DNSサフィックスを忘れるとプリンタアクセスが遅くなる

風が吹けば桶屋が儲かる”ではないが、一見関係ないようだが“DNSサフィックスを忘れるとネットワークプリンタへのアクセスが遅くなる”といういう話。

もうすぐWindows 7が出てくるでだろうという今になってやっとVistaを使い始めた。普段の仕事には全くVistaの必要性を感じてなかったためズーッとXPを使っていた。新しいカスタムPCにVista Ultimateをインストールして、他の環境も整え始めた。

ところが、ネットワークプリンタへのアクセスが異常に遅い。プリンタにアクセスするまでに55秒以上かかる。

最初、この症状を見つけたのは“筆まめ19”をインストールした時だった。住所録ファイルを開こうとすると開き終わるまでに約58秒かかった。これでは使い物にならない。メーカーのホームページにはそれらしい情報もなかったが、ネットで調べるとネットワークプリンタを直付けにしたら直ったというQ&Aがあった。はい? 別の部屋から長いUSBケーブルでも使って接続しなければならないのか?などど思いつつ、原因は筆まめ19のファイルのオープンではなくプリンタの共有だと分かった。(しかし、ファイルをオープンする時にプリンタまでチェックしなくても良いものを。)

どうも筆まめの問題ではなくVistaのネットワークプリンタへのアクセスの方法に問題があるように見える。筆まめで住所録を開こうとしたり、プリンタの管理でプロパティを開こうとするとHUBのランプが一斉に点滅する。ブロードキャスト・パケットを出しているみたいな感じがする。

WireSharkをインストールして、出されているパケットを調べると“Link-local Multicast Name Resolution (LLMNR)”というマルチキャストのパケットだった。

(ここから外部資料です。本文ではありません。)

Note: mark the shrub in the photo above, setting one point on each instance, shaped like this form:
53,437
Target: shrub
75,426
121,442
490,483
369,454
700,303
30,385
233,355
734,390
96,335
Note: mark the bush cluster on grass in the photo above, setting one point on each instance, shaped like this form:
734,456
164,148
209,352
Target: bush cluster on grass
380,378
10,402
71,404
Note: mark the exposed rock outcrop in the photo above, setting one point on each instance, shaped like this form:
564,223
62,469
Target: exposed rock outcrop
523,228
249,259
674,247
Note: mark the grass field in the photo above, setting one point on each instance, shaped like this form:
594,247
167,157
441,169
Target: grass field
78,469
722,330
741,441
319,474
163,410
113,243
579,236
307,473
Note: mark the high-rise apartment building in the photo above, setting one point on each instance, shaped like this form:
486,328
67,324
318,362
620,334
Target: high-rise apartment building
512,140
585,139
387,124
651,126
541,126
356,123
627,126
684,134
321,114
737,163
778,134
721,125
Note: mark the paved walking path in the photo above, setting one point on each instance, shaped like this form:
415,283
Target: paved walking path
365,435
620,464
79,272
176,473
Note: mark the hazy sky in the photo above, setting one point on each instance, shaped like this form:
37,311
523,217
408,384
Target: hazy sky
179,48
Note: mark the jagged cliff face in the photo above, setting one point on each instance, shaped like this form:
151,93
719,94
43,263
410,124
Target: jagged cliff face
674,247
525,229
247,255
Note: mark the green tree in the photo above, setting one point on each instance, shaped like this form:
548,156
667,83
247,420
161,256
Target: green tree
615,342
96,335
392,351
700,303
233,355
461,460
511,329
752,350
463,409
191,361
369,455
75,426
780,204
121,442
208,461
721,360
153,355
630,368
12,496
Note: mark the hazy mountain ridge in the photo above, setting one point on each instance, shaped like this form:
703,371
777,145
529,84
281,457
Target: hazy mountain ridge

更に調べてみるとVistaからはDNSが使えない等の条件によってNetBIOSではなくLLMNRで名前解決することが分かった。IPv6では標準でLLMNRが使われるらしい。IPv4でもNetBIOS over TCPを使わない設定にするとLLMNRが使われるらしい。しかし、私の環境ではIPv6は使っていなし、NetBIOSを無効にはしていない。なのにLLMNRが使われている。大体、私のネットワーク上にはLLMNRに応えるようなサーバは設定していない。そもそもプリンタサーバはWindows 2000を動かしているので、そんなプロトコルは知らないだろう。

第一に、私のネットワーク環境ではDNSサーバを立てて、そこで一元管理しているのでLLMNRが動く筈がない、のだが。(“最小限の設定でDNSを使う”)

とにかくLLMNRを切れば何とかなる筈だ。LLMNRでの名前解決が失敗した後は、何食わぬ顔でプリンタは使えるようになるのだから。(どうもNetBIOSに優先してLLMNRで名前解決を試みるようだが、失敗するとNetBIOSが使われるのかと思われる(未確認)。)ところが、どこを探してもLLMNRによる名前解決を無効にする方法が見つからない。レジストリも舐めてみたがそれらしい項目もない。仕方ないのでデフォルトのプリンタをネットワークプリンタではなく“Microsoft XPS Document Writer”にして取りあえず症状を回避した。(機能を無効にできない、というのも困りものだが。)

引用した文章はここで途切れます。